Blue Tuesday, charcoal and pastel, by Elizabeth Langer

Blue Tuesday, charcoal and pastel, by Elizabeth Langer

Posted, right, is a drawing that resulted from this process — a charcoal on gray paper. It was a nice drawing, but nothing special. I have piles of “nice” drawings in my studio, but I wanted to go for something more. So I took a risk. I reached into my pastel box, took out a lemon yellow and a cobalt blue, and without hesitation added a few strokes of color. I knew it was finished. The transformation, “Blue Tuesday,” is the result.

In other instances, I have work that is so bad, it’s headed for the trash bin. There I have nothing to lose. So I play with it. One such piece was a small watercolor landscape. The colors were dull, and the work had no vigor.
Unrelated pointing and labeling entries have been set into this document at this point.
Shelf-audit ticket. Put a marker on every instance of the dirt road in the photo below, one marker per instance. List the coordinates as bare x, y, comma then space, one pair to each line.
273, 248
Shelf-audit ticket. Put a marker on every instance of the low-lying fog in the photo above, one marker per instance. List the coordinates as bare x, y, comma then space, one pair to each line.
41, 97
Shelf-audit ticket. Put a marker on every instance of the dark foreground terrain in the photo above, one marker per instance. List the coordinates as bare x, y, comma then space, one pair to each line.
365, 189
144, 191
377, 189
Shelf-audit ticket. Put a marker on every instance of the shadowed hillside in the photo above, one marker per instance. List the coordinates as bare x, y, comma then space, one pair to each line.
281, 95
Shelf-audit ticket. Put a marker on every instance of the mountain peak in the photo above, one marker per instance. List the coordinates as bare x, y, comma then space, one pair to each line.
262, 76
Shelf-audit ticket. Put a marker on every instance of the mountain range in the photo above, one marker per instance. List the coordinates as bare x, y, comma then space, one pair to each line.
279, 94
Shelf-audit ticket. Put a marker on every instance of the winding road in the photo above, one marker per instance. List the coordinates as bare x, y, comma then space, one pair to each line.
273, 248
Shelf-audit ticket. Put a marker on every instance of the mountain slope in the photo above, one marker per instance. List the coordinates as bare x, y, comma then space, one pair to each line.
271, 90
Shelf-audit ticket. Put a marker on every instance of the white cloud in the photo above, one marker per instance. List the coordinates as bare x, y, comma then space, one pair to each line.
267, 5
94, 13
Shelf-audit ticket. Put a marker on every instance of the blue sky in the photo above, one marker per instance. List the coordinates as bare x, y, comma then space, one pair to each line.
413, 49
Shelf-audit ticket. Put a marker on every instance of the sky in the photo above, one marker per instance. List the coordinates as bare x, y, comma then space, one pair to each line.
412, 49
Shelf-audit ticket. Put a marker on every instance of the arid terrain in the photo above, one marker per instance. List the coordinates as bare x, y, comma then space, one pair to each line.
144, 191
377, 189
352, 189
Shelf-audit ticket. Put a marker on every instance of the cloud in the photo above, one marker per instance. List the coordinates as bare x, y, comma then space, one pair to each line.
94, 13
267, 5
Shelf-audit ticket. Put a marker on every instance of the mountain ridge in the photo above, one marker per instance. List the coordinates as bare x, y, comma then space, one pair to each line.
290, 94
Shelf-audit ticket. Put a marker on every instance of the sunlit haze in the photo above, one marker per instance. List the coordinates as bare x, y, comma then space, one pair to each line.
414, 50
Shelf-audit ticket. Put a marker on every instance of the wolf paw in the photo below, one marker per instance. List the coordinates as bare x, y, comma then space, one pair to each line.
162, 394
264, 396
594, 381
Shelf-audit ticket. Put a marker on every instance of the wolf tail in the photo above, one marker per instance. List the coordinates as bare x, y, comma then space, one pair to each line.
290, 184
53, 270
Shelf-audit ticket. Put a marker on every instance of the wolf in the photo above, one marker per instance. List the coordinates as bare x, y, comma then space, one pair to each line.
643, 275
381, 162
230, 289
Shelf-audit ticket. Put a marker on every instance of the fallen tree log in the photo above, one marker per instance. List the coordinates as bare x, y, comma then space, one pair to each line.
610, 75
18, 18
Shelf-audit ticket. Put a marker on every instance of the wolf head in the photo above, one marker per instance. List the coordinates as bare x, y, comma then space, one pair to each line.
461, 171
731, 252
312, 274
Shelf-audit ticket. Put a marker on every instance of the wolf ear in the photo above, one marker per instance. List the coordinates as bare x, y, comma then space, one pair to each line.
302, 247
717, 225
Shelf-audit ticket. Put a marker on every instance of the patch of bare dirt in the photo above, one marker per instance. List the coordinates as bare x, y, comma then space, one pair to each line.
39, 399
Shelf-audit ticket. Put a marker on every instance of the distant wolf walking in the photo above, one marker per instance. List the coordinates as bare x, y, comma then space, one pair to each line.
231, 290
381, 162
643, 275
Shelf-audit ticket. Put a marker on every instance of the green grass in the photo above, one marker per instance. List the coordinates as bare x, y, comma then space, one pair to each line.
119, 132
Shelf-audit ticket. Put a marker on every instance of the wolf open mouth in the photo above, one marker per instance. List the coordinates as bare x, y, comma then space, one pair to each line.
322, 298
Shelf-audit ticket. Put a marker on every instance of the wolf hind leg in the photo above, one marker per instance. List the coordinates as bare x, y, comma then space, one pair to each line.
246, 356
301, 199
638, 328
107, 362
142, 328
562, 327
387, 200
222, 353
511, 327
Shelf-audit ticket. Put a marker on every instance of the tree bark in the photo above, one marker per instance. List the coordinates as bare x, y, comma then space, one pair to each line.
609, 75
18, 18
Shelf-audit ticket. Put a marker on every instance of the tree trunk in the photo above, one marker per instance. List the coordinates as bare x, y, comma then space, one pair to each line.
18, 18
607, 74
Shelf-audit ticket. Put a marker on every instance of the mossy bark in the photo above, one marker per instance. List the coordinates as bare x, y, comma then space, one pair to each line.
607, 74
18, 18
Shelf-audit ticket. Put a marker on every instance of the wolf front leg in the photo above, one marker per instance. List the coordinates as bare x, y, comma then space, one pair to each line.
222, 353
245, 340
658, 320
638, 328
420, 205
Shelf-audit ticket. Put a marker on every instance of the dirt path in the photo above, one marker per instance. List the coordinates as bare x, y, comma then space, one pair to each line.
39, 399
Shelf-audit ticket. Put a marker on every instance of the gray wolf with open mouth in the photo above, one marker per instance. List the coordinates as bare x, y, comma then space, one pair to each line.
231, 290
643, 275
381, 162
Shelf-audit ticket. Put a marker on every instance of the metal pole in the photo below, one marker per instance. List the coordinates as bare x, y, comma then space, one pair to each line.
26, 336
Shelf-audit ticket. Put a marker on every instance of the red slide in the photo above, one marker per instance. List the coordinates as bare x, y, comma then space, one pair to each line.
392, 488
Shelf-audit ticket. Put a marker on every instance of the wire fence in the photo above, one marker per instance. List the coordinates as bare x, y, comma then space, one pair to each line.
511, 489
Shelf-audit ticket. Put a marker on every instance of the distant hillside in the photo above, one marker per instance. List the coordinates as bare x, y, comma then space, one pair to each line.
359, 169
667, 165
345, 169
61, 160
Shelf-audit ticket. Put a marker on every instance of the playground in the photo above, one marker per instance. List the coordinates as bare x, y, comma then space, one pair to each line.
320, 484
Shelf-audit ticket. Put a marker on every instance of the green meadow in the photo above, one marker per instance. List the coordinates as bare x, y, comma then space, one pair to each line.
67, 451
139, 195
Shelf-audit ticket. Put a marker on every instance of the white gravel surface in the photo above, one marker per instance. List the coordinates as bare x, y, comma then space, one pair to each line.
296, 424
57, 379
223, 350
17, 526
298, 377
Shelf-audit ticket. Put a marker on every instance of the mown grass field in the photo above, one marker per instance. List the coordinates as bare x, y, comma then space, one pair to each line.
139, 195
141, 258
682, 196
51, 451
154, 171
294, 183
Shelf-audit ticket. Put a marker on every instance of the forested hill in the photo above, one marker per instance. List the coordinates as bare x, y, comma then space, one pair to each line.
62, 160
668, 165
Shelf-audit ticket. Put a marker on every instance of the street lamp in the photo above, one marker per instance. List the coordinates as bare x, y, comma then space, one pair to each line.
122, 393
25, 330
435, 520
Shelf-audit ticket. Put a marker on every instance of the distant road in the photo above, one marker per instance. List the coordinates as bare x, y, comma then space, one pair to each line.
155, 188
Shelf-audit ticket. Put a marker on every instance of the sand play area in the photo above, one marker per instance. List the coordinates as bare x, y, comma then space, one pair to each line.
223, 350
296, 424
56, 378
Out came the pastels. My little landscape, “Judean Hills,” (posted) came alive.

Kate Davis, documentary filmmaker
I feel I can always dig up one more bit in the outtakes, tweak the rhythm of a cut, even when I have decided to “print” a film. But at some point, the stone feels polished enough to wear, so to speak. I call a film finished when the pieces that have been jostled together for months suddenly lock together in a way that feels natural and inevitable. When a viewing feels like a smooth ride with a strong arc from beginning to end. No bumps, no slowdowns, and when the comments from test audiences no longer ring alarm bells, but confirm my intentions. At that fine moment, it feels like the film is telling me to stop tinkering and let it have a life of its own.

Andrew Moore, painter
Some of my paintings can take five months or more to complete. I know a painting is done when there is nothing in it that bothers me. I can actually enjoy looking at it. At this point I hide it from sight for a few months, even a year, and take another look. Usually I find something, some detail, color, or even a whole section that needs reworking. Ultimately, the painting is only done after I varnish it. After the varnish, I know our relationship is over … often this is a great relief!

Justen Ahren, poet
How do I know when a poem is finished?
It completes its own music. That is, the “utterance” sounds, and resolves a necessary music. All the notes ring in harmony at their appropriate interval and proper duration. Some hammer out their rooms, some plink in a cup, each making its own demands on the air.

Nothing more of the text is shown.